不平文士の節酒日記~ADHD 死闘篇

アルコール使用障害とADHD に立ち向かいつつある技術系会社員のブログ

『歴史に「もし」があったなら』

歴史改変エッセイ集。
出版社のバベルプレスという会社は、翻訳教育を本業にしているところのようで、複数の訳者は全員、ここのコースを終了した人です。
時々意味不明な訳語が出てきますが、問題にするほどではなく、日本語としての水準はクリアしています。
わたしは歴史改変ものがわりと好きなのですが、しかしこの手の話はラストのさじ加減が大変難しい。

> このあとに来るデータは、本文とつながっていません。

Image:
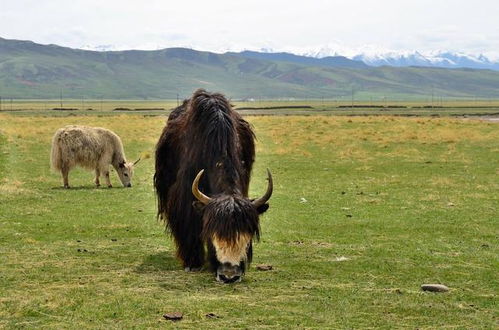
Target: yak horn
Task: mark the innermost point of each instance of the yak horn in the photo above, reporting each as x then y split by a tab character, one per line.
195	190
262	200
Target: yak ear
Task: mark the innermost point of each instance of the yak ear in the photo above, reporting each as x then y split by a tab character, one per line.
262	208
198	206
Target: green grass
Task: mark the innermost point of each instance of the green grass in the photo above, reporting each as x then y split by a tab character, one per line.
406	201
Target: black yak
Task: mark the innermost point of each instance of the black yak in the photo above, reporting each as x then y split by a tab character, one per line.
203	166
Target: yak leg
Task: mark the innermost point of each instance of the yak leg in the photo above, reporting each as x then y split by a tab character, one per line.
104	169
186	231
108	181
97	175
65	174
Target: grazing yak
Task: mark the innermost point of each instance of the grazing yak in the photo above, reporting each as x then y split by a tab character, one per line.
203	165
93	148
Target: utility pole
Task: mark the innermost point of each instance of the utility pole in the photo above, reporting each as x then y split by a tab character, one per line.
352	97
432	94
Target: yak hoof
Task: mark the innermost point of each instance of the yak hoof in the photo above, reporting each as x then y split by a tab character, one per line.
192	269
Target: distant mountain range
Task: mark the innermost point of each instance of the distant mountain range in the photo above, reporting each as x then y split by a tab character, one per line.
30	70
440	59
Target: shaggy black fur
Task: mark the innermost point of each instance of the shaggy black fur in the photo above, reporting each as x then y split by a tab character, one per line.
206	133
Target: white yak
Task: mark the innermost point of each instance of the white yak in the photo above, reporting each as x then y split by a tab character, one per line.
92	148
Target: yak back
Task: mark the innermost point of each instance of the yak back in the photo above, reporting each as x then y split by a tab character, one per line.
85	146
203	133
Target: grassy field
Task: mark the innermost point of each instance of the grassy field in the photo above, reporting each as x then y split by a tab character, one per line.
365	210
308	107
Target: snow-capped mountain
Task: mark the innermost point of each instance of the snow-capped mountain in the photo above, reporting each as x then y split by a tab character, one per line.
380	57
434	59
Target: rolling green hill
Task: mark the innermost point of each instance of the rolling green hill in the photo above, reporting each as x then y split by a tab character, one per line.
30	70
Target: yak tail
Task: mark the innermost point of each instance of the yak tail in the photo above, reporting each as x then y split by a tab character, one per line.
55	154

清水玲子『月の子』、赤石路代『AMAKUSA1637』などでは、歴史が改変された結果として現代が理想郷になってしまうのですが、これでは興醒めなのです。
しかし、何があっても歴史の大筋は変わらないというのも面白くない。
藤子・F・不二雄の傑作『T・Pぼん』では、「歴史の復元力」という言葉で表現されていますが、人一人の生死によって歴史が動くことなどない、というような考え方です(『T・Pぼん』自体には、歴史に影響を与える人物とそうでない人物をチェックするという描写があります)。

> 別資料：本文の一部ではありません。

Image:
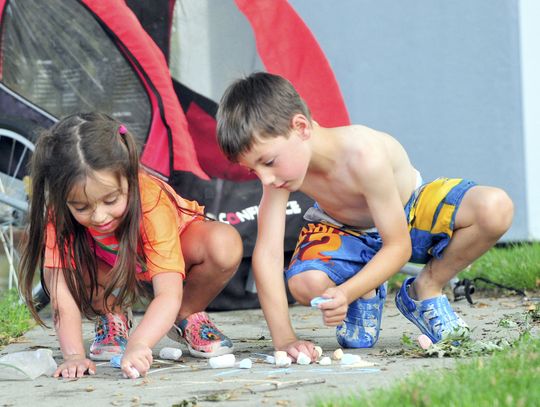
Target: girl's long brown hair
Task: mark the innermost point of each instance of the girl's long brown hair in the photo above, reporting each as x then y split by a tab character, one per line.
64	155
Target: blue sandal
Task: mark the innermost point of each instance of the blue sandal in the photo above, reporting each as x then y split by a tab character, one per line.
434	316
361	326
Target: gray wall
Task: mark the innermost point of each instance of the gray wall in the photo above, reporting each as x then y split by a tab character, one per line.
443	77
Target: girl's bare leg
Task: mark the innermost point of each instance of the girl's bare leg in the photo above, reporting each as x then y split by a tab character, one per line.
212	252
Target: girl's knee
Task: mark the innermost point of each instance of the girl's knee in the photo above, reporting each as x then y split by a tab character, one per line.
307	285
225	247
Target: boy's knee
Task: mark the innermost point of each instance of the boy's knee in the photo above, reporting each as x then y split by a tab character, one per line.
307	285
496	212
226	247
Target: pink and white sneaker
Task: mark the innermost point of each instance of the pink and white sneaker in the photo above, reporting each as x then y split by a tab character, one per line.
203	338
112	331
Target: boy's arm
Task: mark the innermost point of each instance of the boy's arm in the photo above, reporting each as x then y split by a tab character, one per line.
268	272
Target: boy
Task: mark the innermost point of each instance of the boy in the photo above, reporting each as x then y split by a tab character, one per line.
372	215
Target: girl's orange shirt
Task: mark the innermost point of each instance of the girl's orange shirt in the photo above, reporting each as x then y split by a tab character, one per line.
161	228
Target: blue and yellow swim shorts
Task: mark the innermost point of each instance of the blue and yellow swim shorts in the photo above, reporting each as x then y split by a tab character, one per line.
341	252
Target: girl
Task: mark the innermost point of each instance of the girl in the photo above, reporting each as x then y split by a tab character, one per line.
105	232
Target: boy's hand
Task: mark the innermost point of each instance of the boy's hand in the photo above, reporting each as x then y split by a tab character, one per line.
137	360
334	311
75	366
298	346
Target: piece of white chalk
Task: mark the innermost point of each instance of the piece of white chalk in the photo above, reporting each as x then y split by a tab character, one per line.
134	372
170	353
284	362
349	359
303	359
245	364
338	354
221	362
319	300
325	361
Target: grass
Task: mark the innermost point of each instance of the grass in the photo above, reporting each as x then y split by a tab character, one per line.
508	378
516	265
15	319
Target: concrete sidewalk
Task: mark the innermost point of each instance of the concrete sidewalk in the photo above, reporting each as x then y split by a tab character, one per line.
191	382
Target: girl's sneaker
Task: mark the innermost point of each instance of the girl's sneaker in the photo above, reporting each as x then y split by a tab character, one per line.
112	331
203	338
362	324
434	316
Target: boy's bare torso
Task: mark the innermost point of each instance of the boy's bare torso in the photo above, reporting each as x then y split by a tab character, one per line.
339	156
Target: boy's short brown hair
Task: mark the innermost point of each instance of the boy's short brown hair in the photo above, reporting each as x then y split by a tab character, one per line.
260	105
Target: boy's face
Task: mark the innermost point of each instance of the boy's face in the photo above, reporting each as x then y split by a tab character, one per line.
280	161
99	202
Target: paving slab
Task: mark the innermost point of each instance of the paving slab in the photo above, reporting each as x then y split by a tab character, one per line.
191	381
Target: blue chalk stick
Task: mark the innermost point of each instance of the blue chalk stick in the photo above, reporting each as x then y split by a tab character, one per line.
319	300
115	361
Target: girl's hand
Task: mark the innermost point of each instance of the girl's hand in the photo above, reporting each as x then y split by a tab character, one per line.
306	347
75	366
334	311
137	360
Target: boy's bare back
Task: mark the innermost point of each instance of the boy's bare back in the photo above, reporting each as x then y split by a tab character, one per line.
352	167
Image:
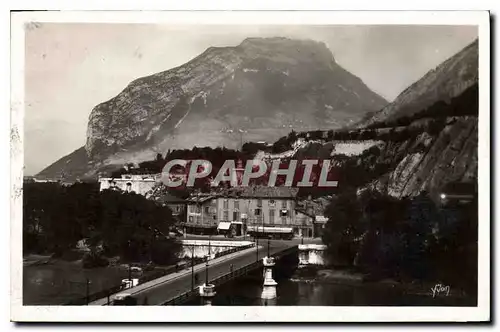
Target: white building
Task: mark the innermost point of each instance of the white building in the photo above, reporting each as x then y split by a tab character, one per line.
140	184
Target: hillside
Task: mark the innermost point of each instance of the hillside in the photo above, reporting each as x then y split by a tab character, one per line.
448	80
258	90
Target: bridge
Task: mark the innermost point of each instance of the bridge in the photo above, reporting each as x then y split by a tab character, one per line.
179	287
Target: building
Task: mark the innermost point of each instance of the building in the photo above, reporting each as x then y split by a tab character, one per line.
176	204
315	209
266	211
140	184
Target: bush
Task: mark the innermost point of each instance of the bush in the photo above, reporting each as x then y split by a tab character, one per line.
93	259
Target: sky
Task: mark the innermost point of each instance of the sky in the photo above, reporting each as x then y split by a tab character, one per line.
72	67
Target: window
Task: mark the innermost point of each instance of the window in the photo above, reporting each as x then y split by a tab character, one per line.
271	216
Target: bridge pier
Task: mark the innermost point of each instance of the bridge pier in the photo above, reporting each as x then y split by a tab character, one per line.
207	293
269	289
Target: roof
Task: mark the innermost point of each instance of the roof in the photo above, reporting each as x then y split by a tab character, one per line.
168	198
224	225
200	198
262	192
313	208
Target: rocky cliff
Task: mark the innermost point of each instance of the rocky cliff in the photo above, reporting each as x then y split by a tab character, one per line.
448	80
258	90
436	145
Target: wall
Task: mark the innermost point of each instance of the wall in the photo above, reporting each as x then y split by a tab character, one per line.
312	254
139	186
249	205
200	248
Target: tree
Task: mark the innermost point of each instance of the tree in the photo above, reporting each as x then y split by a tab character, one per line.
343	228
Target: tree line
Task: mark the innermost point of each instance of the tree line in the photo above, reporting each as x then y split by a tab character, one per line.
405	239
112	223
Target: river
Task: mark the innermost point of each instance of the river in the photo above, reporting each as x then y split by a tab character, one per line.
304	291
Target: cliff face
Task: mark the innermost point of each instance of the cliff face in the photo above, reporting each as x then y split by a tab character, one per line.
428	163
446	81
258	90
262	84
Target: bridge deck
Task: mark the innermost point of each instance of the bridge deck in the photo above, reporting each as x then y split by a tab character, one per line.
178	285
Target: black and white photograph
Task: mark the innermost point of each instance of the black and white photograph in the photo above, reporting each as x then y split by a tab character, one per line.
271	166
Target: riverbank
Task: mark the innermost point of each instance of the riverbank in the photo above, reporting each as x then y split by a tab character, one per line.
321	275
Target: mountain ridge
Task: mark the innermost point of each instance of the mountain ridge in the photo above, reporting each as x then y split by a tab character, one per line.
264	87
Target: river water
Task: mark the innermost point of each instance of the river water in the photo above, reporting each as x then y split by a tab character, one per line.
59	283
300	291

ロンドンで出版されたこのエッセイ集はどちらかと後者寄りで、歴史の様々なイベントがどちらに転んでも、未来はさして変わらないというエピソードが過半数です。
ぶっちゃけた話をすると、南北戦争のif があったので、押井守氏が進めているプロジェクト「PAX JAPONICA」のネタにならないかと思って購入したのですが、何があっても南北戦争に対するイギリスの介入はまずあり得ないという内容で、いまひとつ盛り上がりません。
ナポレオンがモスクワから速やかに撤退して勝利する話と、オーストリア皇太子が暗殺されなかったらという話は、もっとも楽観的に歴史を改変しています。

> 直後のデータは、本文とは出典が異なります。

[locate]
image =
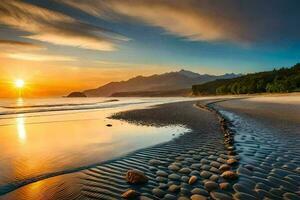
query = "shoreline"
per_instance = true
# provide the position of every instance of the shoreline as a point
(199, 153)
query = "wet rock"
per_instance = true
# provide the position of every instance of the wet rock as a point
(214, 177)
(224, 186)
(185, 170)
(242, 196)
(229, 175)
(173, 167)
(205, 174)
(162, 173)
(175, 177)
(135, 176)
(196, 166)
(215, 164)
(192, 180)
(231, 161)
(170, 197)
(154, 162)
(174, 188)
(158, 192)
(199, 191)
(210, 185)
(198, 197)
(224, 168)
(129, 194)
(220, 196)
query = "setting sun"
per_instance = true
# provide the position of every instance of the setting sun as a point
(19, 83)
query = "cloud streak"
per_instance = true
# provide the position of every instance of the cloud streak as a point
(56, 28)
(244, 21)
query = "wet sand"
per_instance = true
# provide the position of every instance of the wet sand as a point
(265, 150)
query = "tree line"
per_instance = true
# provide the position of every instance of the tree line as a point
(276, 81)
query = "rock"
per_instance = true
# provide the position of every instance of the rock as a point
(210, 185)
(136, 177)
(154, 162)
(205, 174)
(220, 196)
(198, 197)
(158, 192)
(224, 168)
(192, 180)
(229, 175)
(199, 191)
(173, 167)
(231, 161)
(175, 177)
(174, 188)
(162, 173)
(185, 170)
(224, 186)
(129, 194)
(170, 197)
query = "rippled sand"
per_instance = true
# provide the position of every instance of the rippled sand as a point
(265, 148)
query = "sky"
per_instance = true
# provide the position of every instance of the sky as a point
(59, 46)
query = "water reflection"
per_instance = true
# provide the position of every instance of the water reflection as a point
(21, 128)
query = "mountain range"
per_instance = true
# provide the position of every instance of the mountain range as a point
(158, 83)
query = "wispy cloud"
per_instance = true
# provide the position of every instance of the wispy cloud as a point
(56, 28)
(202, 20)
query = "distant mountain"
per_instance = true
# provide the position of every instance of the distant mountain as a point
(171, 81)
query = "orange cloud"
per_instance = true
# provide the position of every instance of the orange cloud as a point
(54, 27)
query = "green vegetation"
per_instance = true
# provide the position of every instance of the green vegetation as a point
(276, 81)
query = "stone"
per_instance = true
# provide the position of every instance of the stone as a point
(135, 176)
(220, 196)
(129, 194)
(231, 161)
(192, 180)
(175, 177)
(224, 186)
(205, 174)
(173, 167)
(224, 168)
(210, 185)
(154, 162)
(162, 173)
(198, 197)
(158, 192)
(174, 188)
(229, 175)
(185, 170)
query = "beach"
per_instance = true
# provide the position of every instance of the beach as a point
(232, 147)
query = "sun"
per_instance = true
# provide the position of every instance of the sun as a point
(19, 83)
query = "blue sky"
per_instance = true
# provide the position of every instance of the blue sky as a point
(149, 36)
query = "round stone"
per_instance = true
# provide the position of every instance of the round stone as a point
(210, 185)
(136, 177)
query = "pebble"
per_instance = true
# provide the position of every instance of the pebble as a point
(192, 180)
(175, 177)
(174, 188)
(224, 168)
(198, 197)
(231, 161)
(210, 185)
(229, 175)
(158, 192)
(220, 196)
(185, 170)
(205, 174)
(135, 176)
(161, 173)
(129, 194)
(224, 186)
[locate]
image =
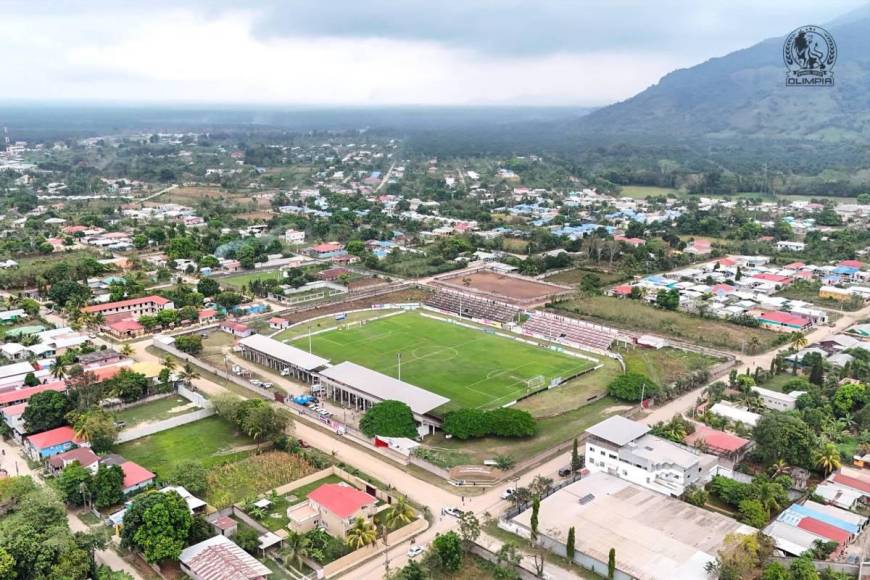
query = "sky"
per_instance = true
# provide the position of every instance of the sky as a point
(374, 52)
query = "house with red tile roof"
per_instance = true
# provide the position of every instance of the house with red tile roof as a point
(136, 477)
(333, 506)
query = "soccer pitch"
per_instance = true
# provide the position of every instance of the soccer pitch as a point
(471, 367)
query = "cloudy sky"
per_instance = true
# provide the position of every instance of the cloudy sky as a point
(374, 52)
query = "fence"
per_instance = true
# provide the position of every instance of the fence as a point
(152, 428)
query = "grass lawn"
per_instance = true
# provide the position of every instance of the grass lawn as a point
(155, 410)
(471, 367)
(552, 431)
(665, 365)
(637, 316)
(209, 442)
(239, 280)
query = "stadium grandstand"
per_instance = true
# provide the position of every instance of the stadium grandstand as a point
(471, 306)
(570, 331)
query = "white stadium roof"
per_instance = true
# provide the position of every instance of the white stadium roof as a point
(383, 387)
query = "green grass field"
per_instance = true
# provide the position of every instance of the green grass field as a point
(210, 442)
(471, 367)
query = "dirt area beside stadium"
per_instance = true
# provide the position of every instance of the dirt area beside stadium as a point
(510, 287)
(397, 297)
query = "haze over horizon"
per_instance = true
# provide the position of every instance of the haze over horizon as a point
(374, 53)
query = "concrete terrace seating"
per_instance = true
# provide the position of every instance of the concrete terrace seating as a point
(471, 306)
(566, 329)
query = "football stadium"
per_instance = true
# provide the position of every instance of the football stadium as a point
(472, 366)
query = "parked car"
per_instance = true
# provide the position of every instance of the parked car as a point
(452, 512)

レーニン暗殺話におけるケレンスキーへの高い評価は、ロシア革命の総括としてどうかと思う。
ヒットラーのモスクワ占領、日本の中国撤退はほとんど歴史に影響を与えないという内容。どうも時代が現代に近づくにつれ、つまらなくなってくる。
サッチャー暗殺話における彼女への賞賛には辟易とします。
ラストのゴア大統領話は、なんとブッシュの元スピーチライターが書いたもので、揶揄に満ちあふれておりきわめて不愉快。
20世紀以降の話がこれでは、編者に政治的偏向があると言われても否定できないでしょう。